Let us start with the new homes/new tenancies proposal. As regular readers will recall, Barnet’s allocation policy sets upper income limits on qualification for the housing list, specifically income of £36,200 for a family with children or £30,800 for a household without children. Back in 2012, the average monthly rent for a two bed flat in Barnet was £1,170 per month. According to Shelter’s affordable rent calculator, this required a net (not gross, so post tax, NI etc) income of £40,116 pa.
Let us stick with the 2012 figures for now. On the ‘affordable’ basis of rent being up to 35% of income, that means a net annual income of £32,088. That means that a two bed flat at 80% of market rent is unaffordable at the maximum eligible income level for a household without children, and only affordable for a couple with children (2 bed flat remember) if Barnet’s income assessment on qualification is net rather than gross income (the policy doesn’t say, helpfully).
Go to a 3 or 4 bed and 80% of average market rent is definitely unaffordable for the very top household income limits eligible for the housing list under Barnet’s allocation policy.
It would seem then, on some pretty basic maths, that setting flexible tenancy rent at 80% of market rent would make those tenancies unaffordable for many, possibly all, of the only people allowed to bid for them under the allocation scheme.
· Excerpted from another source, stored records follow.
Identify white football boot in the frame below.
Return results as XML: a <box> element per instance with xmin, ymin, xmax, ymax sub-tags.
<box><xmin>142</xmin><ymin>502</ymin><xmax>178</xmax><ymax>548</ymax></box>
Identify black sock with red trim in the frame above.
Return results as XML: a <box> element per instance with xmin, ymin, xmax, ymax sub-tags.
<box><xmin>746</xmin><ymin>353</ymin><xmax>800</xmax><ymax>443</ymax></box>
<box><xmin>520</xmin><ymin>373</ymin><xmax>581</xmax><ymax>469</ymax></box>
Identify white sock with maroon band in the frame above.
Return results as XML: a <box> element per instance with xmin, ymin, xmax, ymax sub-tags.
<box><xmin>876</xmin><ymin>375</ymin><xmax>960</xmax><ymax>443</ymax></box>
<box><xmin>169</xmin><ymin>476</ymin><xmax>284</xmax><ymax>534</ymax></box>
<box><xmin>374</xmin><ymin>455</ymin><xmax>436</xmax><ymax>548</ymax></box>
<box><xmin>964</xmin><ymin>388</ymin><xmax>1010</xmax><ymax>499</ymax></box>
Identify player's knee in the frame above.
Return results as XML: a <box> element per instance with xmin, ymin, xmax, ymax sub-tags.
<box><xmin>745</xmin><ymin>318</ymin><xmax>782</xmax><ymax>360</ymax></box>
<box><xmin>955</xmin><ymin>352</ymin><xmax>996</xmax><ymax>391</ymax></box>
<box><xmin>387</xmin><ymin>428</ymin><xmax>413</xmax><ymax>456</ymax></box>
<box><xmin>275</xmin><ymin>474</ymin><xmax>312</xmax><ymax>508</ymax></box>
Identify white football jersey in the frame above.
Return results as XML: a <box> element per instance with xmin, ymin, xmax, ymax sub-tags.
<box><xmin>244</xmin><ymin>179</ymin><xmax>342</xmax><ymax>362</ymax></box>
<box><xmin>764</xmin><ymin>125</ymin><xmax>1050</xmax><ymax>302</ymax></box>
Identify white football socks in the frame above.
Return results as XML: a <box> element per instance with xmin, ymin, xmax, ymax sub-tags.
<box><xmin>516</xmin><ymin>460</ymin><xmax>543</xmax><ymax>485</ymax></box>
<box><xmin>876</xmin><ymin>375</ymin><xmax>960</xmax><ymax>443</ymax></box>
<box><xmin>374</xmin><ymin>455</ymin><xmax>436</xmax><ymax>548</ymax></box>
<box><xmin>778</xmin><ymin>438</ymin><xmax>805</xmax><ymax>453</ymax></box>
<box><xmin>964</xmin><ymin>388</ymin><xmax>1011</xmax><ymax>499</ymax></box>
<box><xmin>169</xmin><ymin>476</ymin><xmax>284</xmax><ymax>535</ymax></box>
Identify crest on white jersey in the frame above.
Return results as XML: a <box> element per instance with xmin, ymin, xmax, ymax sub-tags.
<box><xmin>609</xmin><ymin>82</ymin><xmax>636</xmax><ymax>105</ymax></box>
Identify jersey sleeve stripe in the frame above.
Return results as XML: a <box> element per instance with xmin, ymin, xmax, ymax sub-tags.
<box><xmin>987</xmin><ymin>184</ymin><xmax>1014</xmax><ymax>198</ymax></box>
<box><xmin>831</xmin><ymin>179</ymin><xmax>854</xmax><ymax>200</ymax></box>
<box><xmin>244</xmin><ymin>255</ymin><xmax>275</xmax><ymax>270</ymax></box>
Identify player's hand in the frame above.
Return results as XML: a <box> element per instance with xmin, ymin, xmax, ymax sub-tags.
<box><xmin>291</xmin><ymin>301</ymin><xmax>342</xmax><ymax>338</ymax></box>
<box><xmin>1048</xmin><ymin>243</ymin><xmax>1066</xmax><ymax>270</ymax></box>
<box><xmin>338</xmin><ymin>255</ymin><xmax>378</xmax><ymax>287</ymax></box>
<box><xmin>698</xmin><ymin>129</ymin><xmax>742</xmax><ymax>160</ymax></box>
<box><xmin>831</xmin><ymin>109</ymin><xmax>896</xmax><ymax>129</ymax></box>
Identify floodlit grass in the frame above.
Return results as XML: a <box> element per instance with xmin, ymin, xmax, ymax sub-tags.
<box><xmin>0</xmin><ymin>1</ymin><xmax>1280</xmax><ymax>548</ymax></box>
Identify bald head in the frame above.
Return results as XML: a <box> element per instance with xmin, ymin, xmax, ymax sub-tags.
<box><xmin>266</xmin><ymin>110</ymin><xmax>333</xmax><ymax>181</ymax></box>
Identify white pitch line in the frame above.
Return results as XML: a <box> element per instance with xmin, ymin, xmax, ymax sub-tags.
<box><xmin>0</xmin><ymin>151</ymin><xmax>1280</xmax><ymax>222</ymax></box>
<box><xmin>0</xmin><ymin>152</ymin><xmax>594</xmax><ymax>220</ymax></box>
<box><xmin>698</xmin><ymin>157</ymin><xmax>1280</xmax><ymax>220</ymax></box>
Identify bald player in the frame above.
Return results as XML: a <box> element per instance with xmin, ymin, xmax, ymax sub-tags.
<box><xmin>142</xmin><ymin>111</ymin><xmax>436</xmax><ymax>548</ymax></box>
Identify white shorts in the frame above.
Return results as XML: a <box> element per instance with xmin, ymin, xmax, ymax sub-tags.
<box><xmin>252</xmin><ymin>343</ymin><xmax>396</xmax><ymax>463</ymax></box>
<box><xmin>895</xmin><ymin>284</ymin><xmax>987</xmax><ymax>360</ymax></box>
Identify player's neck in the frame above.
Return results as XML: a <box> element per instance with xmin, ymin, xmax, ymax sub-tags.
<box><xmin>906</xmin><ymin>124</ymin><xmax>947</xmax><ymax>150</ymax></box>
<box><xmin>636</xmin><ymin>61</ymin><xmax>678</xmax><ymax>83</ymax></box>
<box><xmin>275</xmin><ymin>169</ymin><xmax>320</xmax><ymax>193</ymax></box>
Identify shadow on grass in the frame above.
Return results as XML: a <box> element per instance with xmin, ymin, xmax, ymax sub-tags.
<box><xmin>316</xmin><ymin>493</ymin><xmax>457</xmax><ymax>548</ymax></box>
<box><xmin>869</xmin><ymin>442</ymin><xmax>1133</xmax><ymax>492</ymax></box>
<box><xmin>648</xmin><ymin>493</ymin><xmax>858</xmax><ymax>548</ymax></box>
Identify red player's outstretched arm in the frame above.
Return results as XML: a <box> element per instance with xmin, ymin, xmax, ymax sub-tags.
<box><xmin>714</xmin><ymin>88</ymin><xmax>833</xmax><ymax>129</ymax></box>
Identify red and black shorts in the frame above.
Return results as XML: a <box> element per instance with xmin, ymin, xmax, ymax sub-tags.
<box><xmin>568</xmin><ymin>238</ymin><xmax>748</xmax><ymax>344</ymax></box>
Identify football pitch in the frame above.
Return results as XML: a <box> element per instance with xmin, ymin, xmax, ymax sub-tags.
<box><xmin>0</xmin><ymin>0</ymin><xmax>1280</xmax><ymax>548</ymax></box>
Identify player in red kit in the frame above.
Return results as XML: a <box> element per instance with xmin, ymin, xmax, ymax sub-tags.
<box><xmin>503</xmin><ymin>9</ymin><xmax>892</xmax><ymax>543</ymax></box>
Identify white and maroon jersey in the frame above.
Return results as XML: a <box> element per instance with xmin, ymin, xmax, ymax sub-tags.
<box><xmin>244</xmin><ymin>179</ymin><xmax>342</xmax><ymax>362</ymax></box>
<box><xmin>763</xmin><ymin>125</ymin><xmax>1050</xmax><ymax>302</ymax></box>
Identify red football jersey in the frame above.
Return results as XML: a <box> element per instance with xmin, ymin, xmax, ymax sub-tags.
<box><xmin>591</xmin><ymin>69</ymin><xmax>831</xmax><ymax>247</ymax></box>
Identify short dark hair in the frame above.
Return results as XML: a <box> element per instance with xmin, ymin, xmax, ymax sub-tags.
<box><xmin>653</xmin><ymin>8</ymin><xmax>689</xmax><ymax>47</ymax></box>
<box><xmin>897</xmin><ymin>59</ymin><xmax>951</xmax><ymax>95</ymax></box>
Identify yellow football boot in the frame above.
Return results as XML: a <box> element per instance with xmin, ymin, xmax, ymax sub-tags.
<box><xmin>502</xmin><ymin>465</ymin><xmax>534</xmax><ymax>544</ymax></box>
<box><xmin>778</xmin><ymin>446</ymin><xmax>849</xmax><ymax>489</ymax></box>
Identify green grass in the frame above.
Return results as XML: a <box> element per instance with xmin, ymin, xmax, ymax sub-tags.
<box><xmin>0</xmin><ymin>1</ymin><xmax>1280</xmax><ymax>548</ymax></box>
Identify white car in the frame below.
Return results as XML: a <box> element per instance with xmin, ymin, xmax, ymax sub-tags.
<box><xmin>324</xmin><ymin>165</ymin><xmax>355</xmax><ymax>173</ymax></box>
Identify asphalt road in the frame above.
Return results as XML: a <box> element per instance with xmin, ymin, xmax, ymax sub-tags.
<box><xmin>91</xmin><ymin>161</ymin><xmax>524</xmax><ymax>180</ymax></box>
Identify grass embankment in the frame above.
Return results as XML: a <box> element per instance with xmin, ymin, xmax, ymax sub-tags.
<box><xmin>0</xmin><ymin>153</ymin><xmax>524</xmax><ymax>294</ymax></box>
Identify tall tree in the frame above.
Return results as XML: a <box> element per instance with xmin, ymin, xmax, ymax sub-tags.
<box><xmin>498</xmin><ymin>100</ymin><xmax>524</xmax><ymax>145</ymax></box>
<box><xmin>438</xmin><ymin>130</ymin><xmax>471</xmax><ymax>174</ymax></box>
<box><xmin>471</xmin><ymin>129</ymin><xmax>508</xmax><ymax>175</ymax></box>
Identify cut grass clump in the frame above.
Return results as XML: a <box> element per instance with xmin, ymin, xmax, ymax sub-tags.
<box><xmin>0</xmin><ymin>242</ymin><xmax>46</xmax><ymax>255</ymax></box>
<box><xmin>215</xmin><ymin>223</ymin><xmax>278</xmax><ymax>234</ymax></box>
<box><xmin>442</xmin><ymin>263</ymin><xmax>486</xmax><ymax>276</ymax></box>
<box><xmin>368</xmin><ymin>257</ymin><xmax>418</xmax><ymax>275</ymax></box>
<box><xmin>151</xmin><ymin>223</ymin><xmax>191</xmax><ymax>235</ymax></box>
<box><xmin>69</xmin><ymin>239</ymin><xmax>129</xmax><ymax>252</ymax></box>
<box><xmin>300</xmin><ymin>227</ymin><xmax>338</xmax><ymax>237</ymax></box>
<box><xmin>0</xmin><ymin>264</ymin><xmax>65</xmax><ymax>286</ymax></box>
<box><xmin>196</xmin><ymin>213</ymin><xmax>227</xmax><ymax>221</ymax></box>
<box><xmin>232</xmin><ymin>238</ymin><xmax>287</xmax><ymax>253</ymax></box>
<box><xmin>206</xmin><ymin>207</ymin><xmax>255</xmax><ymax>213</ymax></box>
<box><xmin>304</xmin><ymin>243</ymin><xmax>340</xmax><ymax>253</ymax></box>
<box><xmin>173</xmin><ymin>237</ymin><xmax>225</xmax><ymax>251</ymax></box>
This is, to put it mildly, an interesting approach to social housing and housing need. To put it another way, it is bloody stupid. The Bến Tre approach to social housing – in order to provide social housing we have to make it impossible for anyone who qualifies for social housing to occupy it.
And then ‘consulting’ on raising existing tenancies to the 80% level? Oh dear. Social (secure/assured) rent increase levels are set by central government. The rent increase formula is prescribed. The short lived idea of ‘convergence’ in social and PRS rents seems to have been abandoned (see this House of Commons briefing note). The current formula is CPI plus 1% and looks likely to remain so to 2016, despite consultation. If actual rents are higher than the formula, the housing benefit subsidy to the council is reduced accordingly, so there is no additional income. So, the short answer is that dear, dear Barnet can’t do this. And whether or not they ever get to do it is completely out of their control, whether they consult or otherwise. One might imagine that someone, anyone, in the council might know this before it got into a policy proposal. But no.
What of the 80% or top of LHA rate, whichever is lower, formula? Well, this all depends. For instance, what is the area by which ‘market rent’ is assessed in each case? But, while it is mathematically possible for 80% of average market rent to be lower than the bottom 30% of the range of market rent on which LHA rates are based, it is in reality extremely unlikely to be so.
Or is this Pangloss striking again? Perhaps Barnet market rents will drop off and standardise on a tight average? Surprising, because Barnet’s Mayor Rayner knows what the LHA limits are, and how to squeeze more from his private tenants.
It appears that having lost all its lawyers, Barnet has now lost the ability to use a calculator. Or indeed the ability to remember either its own policies or what central government gets to control.
[Update. Here is an example. Couple with one child in a two bed property. 80% of market rent (at 2012 figures) is £936 per month. On a household gross income of £36,000 – just inside Barnet’s top level of household income for social housing eligibility – Housing Benefit entitlement would be £28.85 per week, or £125 per month.
So, from a net income per month of £2329 per month this household would have to find £811 in rent, which is 35% of income, the very limit of affordability.
A household with more children, requiring a three or four bed, but still caught by Barnet’s income limit of £36,200 so at the very best in the same net income position as this example, will quite simply not be able to afford the higher rent.]